Both Korean cousins have gone for the jugular when it comes design flamboyance and a newfound intensity in conspicuous techiness. And it’s making a significant impact on brand perception for both carmakers and their nation of origin.
EV6 (2022)
Few models have created as many column inches in Wheels of late than the EV6, and the merit of its COTY 2022 win is well documented. But as a testament to how far its carmaker has come, its electric figurehead is the landmark of new beginnings for Kia.
Not only does the EV6 prove you can build a world-beater regardless of badge cache and pricepoint, it seriously questions the long-cultivated divide between mainstream and premium brands moving forward into an increasingly electric-powered future.

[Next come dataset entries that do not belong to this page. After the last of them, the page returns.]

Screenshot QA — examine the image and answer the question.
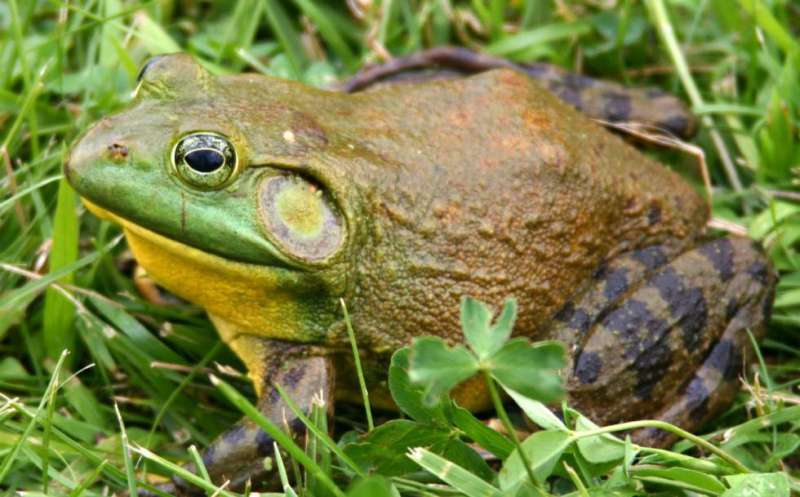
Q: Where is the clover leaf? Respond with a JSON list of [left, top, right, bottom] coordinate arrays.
[[409, 296, 565, 406]]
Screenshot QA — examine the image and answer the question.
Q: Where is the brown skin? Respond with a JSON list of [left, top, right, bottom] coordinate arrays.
[[341, 46, 698, 139], [66, 53, 775, 493]]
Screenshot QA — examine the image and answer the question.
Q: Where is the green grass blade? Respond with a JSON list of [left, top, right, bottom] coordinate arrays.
[[43, 177, 80, 363], [341, 298, 374, 431], [407, 447, 501, 497], [737, 0, 800, 55], [292, 0, 357, 70], [130, 444, 236, 497], [113, 401, 137, 497], [263, 0, 307, 79], [188, 445, 211, 483], [273, 381, 365, 477], [0, 350, 68, 484], [486, 20, 591, 57]]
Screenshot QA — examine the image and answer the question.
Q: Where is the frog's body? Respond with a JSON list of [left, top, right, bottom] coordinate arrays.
[[66, 53, 775, 491]]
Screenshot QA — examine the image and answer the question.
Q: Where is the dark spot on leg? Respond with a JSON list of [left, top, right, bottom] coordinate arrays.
[[255, 429, 273, 456], [651, 268, 708, 348], [593, 263, 609, 280], [632, 245, 668, 271], [633, 340, 673, 399], [684, 377, 710, 415], [603, 267, 629, 302], [603, 91, 633, 122], [222, 424, 247, 446], [699, 238, 735, 282], [255, 417, 305, 455], [602, 299, 652, 341], [563, 73, 595, 89], [602, 299, 669, 359], [707, 339, 740, 381], [747, 261, 770, 285], [266, 387, 281, 405], [651, 267, 683, 305], [574, 351, 603, 384], [554, 301, 575, 322], [646, 88, 667, 98], [554, 302, 592, 335], [282, 364, 305, 389], [647, 202, 662, 225], [678, 288, 707, 349], [202, 444, 217, 467], [520, 63, 552, 78], [549, 82, 582, 109], [569, 308, 592, 335], [658, 115, 689, 136], [725, 298, 739, 322]]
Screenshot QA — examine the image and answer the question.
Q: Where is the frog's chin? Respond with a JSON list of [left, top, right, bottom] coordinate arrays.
[[81, 198, 298, 293]]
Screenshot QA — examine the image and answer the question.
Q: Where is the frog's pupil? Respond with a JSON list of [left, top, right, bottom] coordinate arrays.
[[184, 149, 225, 173]]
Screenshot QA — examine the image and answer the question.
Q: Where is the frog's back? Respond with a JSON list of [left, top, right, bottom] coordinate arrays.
[[326, 69, 708, 350]]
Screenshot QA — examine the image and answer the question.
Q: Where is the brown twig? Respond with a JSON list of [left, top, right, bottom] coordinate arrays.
[[597, 120, 713, 207]]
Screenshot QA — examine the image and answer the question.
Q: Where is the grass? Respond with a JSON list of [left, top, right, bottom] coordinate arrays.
[[1, 0, 799, 496]]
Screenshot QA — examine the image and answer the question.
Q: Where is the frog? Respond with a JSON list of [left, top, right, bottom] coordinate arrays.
[[65, 50, 776, 493]]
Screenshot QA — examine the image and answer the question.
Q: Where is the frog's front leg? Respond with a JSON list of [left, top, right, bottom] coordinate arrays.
[[552, 237, 775, 447], [170, 332, 334, 495]]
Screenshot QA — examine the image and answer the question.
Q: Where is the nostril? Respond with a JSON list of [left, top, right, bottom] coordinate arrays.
[[107, 143, 129, 161]]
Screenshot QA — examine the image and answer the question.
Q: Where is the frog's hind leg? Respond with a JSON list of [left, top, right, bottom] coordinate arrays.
[[555, 237, 775, 448], [631, 301, 766, 447], [631, 240, 776, 446]]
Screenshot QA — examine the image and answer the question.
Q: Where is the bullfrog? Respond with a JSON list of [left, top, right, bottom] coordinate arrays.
[[65, 50, 775, 492]]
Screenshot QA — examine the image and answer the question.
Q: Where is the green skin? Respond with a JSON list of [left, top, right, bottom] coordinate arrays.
[[66, 52, 775, 493]]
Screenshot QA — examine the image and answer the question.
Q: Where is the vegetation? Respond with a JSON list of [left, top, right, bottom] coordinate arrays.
[[1, 1, 798, 496]]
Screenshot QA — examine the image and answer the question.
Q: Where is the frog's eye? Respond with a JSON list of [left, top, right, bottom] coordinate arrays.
[[258, 175, 345, 263], [172, 132, 237, 189]]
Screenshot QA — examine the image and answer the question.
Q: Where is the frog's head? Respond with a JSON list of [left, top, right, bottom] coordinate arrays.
[[66, 54, 354, 341]]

It’s already well reported that the EV6’s technical DNA will springboard many new models – some more accessible, some much more ambitious – as something of a fresh slate for Kia to build its future ambitions upon.
But there have been some misses along the way...
Credos (1998-2001)
Kia mid-sized sedan arrived in Oz in 1998 with the tagline as “the car the Europeans wish they could build at the price the Japanese wish they could copy.”

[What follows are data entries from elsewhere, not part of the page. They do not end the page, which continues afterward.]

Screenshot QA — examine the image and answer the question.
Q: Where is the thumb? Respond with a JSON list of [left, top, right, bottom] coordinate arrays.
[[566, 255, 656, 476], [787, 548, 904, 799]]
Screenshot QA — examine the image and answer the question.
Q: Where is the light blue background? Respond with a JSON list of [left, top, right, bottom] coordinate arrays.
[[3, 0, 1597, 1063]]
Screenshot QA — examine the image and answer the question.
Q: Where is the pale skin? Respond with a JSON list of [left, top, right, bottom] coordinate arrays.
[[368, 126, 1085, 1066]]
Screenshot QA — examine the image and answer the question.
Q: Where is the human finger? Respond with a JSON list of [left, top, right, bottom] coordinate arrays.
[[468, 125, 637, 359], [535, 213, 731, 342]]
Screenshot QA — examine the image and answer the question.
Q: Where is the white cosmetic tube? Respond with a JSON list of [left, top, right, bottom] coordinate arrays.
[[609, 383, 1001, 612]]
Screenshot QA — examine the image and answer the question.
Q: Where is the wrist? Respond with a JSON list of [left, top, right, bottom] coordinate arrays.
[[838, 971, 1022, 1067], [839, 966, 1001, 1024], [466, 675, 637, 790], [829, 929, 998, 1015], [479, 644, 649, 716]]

At 4731mm long, there was plenty of size and ample interior room though, at 1270kg as a manual, there was little of it bar room itself. The 2.0-litre front-driver outputted 98kW and 171Nm and there was some Mazda 626 DNA in the underpinnings, but the Credos did nothing new other than offering more metal than its rivals for less outlay.
After just a couple of model years the Credos was effectively replaced by the first Optima, in 2001, that was twinned off the Y4 platform co-opted with Hyundai.

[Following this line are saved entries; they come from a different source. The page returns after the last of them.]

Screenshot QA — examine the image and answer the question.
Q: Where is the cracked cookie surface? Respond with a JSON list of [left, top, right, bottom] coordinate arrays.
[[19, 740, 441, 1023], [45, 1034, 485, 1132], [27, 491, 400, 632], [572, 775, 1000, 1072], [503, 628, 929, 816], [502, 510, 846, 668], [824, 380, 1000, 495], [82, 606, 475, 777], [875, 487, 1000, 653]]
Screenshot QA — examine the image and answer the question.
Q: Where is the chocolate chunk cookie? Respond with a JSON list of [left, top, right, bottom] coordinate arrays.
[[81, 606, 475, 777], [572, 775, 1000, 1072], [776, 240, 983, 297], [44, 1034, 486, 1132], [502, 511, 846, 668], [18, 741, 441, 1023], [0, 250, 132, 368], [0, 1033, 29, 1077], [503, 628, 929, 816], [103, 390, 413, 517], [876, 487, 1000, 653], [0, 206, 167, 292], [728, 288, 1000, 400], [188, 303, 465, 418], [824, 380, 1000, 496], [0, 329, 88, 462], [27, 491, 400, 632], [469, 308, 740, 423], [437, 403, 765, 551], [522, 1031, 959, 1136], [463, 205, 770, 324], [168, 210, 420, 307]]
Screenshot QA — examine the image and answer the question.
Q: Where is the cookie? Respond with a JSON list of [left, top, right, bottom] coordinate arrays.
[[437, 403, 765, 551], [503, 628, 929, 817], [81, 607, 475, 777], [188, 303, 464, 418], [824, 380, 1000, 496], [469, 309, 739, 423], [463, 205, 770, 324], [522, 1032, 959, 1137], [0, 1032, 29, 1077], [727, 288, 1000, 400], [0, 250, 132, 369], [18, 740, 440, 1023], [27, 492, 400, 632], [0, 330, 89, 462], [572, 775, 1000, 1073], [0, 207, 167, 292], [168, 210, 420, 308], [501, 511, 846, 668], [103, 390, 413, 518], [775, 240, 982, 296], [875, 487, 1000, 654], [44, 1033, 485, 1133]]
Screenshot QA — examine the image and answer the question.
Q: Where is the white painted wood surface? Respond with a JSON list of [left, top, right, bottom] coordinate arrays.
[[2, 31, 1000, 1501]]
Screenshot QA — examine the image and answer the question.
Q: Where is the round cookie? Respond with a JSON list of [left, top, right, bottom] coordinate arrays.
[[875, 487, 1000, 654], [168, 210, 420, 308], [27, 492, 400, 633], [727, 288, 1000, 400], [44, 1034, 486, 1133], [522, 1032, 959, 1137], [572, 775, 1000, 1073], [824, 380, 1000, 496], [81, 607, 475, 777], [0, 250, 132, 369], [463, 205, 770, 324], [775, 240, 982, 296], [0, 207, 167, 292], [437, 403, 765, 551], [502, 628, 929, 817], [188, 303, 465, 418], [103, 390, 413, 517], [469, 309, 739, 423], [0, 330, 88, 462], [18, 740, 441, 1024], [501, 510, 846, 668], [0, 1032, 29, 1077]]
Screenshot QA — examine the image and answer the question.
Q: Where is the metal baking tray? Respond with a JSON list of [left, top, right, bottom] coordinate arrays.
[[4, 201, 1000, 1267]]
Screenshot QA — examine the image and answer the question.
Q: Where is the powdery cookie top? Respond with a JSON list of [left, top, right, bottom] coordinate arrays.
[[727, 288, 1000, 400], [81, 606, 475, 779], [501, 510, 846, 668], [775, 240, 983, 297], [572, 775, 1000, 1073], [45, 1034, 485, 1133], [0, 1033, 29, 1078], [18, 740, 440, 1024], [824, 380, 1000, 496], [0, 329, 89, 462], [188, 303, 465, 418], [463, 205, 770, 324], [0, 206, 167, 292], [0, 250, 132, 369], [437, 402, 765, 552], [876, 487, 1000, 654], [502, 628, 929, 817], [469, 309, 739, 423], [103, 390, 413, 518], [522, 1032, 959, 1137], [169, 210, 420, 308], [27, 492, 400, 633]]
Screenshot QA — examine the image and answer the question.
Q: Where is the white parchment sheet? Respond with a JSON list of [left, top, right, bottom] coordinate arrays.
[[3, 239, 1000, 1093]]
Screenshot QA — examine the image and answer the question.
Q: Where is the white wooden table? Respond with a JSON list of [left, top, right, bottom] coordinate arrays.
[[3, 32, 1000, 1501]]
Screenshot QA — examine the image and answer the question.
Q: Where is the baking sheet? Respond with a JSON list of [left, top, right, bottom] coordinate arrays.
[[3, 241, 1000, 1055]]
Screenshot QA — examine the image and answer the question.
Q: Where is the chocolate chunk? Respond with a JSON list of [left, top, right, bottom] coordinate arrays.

Gen-II Mentor/Shuma/Spectra (1998-2004)
Kia’s Corolla rival embodied all of the early hallmarks that garnered the cheap and cheerless stigma. Perhaps the largest car you could buy under $20k also brought with it sub-par quality and refinement. A modest 65kW 1.5-litre four got you in the door but even its high-spec 82kW 1.8-litre engine was, like much of the rest of the package, left wanting against the competition.
What was known as Sephia in its homeland was initially badged Mentor in Australia before it was changed to Shuma two years later after the sedan version was ditched. To compound confusion, a new Spectra nameplate arrived at its facelift.
‘DC’ Rio (2000-2005)
The first-generation Rio, sold in hatch and sedan form from 2000 and lobbing from a tenner under $15k in manual form, served purpose as archetypal cheap motoring.
It was universally derided for its shoddy quality and average driving experience centred around its 73.5kW – yes, point-five – 1.5-litre four. A poor two-star ANCAP prospect, the early Rio was replaced by a succession of increasingly finer and fitter generations of city car.
Soul (2009-2019)
Kia went funky with this small car aimed at younger buyers that, stylistically, had plenty in common with the Toyota Rukus and grey-imported Nissan Cube.
Kia Australia persisted with two generations of the Soul that had been the Korean brand's most popular vehicle in the US, but its uninspiring drive and polarising looks didn't help its cause in Australia. Continuing slow sales led to its exit in 2019 when Kia Australia, unsurprisingly, opted against introducing the third-generation Soul.